X and Y are two vectors with a length of n.
S is the covariance matrix of size n x n.

The calculation formula of Mahalanobis distance is similar to Euclidean distance, but it takes into account the correlations between the components. If the covariance matrix is an identity matrix, then the Mahalanobis distance is equivalent to Euclidean distance. Compared to Euclidean distance, Mahalanobis distance can better capture the correlations between the components, so it has been widely used in fields that require considering the correlations between components, such as financial risk management, speech recognition, image recognition, and more.

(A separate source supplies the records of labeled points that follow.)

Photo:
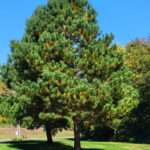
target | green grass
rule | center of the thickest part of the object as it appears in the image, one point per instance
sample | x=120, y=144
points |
x=68, y=145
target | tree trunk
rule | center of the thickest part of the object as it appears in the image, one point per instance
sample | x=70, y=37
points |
x=49, y=134
x=77, y=145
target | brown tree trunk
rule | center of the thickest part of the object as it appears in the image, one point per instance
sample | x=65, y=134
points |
x=77, y=145
x=49, y=134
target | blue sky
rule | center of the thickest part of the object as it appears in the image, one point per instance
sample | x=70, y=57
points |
x=126, y=19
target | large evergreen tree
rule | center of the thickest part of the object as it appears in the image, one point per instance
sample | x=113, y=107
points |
x=65, y=69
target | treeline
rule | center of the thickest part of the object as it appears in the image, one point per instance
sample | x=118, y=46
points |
x=135, y=126
x=64, y=73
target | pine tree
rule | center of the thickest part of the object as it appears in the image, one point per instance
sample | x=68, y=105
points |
x=65, y=69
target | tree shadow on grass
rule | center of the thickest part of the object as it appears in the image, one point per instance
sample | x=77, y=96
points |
x=40, y=145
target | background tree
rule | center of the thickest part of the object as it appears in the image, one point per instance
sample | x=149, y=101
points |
x=137, y=57
x=65, y=69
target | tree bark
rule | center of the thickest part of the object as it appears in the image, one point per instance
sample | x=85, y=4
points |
x=49, y=134
x=77, y=145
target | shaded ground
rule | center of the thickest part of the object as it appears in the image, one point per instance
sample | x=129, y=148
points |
x=68, y=145
x=10, y=133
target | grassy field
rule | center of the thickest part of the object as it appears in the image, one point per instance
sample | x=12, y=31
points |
x=68, y=145
x=61, y=142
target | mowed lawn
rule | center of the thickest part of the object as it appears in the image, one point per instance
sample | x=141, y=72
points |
x=61, y=144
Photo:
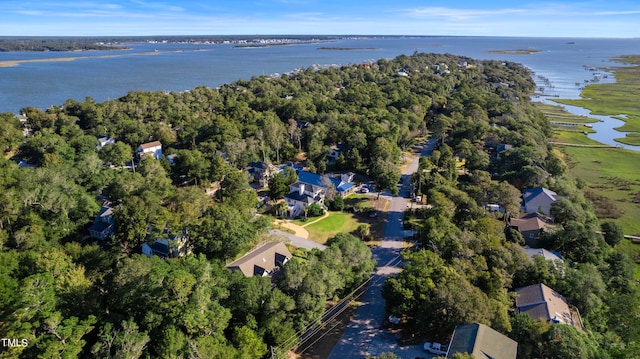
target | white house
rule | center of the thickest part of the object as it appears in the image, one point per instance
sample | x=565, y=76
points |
x=312, y=188
x=150, y=149
x=105, y=141
x=539, y=199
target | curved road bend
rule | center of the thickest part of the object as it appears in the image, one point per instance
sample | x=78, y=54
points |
x=363, y=336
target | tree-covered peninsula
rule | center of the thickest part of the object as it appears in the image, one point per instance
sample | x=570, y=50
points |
x=68, y=294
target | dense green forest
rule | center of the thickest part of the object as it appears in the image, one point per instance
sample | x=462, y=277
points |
x=73, y=298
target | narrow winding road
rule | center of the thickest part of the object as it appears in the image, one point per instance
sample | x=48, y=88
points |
x=364, y=336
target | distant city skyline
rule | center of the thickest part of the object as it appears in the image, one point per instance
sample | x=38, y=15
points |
x=596, y=18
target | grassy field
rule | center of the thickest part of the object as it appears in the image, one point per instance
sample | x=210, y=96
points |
x=631, y=139
x=612, y=173
x=568, y=134
x=612, y=177
x=614, y=99
x=335, y=223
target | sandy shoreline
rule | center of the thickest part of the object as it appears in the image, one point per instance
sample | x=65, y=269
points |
x=10, y=63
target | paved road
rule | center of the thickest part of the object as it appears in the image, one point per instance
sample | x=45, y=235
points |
x=296, y=240
x=363, y=337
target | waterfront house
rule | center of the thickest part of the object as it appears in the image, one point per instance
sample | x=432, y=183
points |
x=539, y=199
x=105, y=141
x=531, y=226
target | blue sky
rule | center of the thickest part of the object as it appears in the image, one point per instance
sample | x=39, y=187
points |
x=596, y=18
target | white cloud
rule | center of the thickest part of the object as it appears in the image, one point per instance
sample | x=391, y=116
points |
x=458, y=14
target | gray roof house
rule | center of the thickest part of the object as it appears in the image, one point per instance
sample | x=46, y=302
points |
x=542, y=302
x=103, y=224
x=172, y=246
x=547, y=255
x=482, y=342
x=153, y=149
x=263, y=260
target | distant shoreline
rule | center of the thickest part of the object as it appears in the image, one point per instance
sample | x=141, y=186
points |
x=11, y=63
x=348, y=48
x=515, y=52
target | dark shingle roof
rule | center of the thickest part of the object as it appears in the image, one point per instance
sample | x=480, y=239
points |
x=483, y=342
x=262, y=259
x=542, y=302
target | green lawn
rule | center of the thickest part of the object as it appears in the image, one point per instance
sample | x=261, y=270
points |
x=337, y=222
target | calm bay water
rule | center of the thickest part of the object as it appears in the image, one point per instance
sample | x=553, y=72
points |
x=105, y=75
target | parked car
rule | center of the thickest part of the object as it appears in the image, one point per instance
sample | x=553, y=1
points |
x=436, y=348
x=393, y=319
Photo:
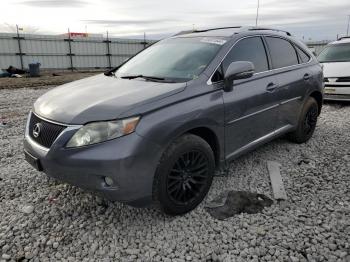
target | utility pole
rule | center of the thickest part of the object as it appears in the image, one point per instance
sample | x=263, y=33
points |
x=257, y=13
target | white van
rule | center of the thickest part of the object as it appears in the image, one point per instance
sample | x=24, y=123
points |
x=335, y=58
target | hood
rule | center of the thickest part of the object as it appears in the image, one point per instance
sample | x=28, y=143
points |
x=336, y=69
x=100, y=98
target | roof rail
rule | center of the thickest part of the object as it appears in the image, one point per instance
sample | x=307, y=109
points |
x=343, y=37
x=271, y=29
x=216, y=28
x=206, y=30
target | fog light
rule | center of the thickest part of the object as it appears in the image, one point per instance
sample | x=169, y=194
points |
x=109, y=181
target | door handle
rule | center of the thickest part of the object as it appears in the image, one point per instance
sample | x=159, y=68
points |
x=306, y=77
x=271, y=87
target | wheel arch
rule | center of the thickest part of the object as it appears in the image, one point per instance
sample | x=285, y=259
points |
x=317, y=95
x=210, y=137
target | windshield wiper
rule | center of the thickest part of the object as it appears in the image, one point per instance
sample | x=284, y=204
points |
x=150, y=78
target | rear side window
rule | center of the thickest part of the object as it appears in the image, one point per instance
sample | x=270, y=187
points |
x=282, y=52
x=304, y=58
x=249, y=49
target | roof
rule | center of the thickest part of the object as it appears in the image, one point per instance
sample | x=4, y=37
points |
x=227, y=31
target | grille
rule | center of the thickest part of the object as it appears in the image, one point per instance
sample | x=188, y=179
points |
x=48, y=131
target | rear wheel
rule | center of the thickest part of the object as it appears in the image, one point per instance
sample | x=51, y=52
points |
x=307, y=122
x=184, y=175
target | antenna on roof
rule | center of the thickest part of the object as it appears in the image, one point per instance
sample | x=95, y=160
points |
x=257, y=13
x=271, y=29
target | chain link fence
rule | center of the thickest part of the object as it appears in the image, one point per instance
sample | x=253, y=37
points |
x=66, y=53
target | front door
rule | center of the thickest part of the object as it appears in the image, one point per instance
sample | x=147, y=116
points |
x=293, y=79
x=251, y=107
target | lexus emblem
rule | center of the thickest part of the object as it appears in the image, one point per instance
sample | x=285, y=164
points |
x=37, y=130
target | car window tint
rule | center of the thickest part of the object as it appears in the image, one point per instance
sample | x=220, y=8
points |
x=304, y=58
x=249, y=49
x=282, y=52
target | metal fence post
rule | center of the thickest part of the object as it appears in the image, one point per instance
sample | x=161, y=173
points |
x=70, y=51
x=108, y=52
x=19, y=47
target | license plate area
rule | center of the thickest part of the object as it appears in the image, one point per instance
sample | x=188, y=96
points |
x=33, y=161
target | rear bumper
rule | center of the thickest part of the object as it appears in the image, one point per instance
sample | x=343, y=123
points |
x=339, y=91
x=130, y=161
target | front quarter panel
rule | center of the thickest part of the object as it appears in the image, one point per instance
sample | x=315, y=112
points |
x=200, y=106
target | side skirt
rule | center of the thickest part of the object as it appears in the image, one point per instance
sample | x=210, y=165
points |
x=258, y=142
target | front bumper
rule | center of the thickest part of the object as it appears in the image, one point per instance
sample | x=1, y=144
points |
x=337, y=91
x=130, y=161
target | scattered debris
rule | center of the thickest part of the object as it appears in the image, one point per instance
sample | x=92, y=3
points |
x=12, y=71
x=28, y=209
x=3, y=123
x=276, y=180
x=231, y=203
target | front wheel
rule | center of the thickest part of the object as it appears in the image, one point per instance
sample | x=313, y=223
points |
x=184, y=175
x=306, y=123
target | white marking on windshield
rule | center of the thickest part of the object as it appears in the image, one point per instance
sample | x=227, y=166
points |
x=215, y=41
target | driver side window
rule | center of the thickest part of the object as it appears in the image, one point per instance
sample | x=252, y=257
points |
x=250, y=49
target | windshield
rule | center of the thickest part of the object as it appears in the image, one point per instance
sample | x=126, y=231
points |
x=174, y=59
x=335, y=53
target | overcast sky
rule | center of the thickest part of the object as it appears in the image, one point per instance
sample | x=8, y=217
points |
x=311, y=19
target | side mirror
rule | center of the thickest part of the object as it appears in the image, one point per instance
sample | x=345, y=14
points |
x=237, y=70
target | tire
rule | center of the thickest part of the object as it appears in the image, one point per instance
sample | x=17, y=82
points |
x=306, y=123
x=184, y=175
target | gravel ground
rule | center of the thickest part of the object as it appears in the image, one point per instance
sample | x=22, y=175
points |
x=42, y=220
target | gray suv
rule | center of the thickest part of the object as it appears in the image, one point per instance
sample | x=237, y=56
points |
x=155, y=129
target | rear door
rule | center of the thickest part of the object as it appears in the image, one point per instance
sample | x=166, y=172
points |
x=250, y=109
x=291, y=70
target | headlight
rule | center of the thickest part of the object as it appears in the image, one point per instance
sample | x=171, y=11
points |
x=97, y=132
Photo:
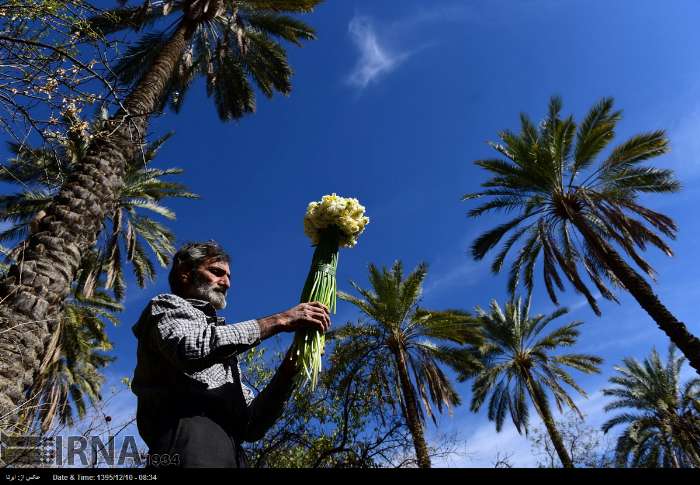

It is important to note that Mahalanobis distance requires the components to follow a multivariate normal distribution, and the covariance matrix needs to be positive definite. If the components do not satisfy these conditions, Mahalanobis distance may give inaccurate distance measurements. In addition, Mahalanobis distance is also affected by the estimation error of the covariance matrix. In practical applications, we need to estimate the covariance matrix using sample data, so the size and quality of the samples will affect the accuracy of Mahalanobis distance.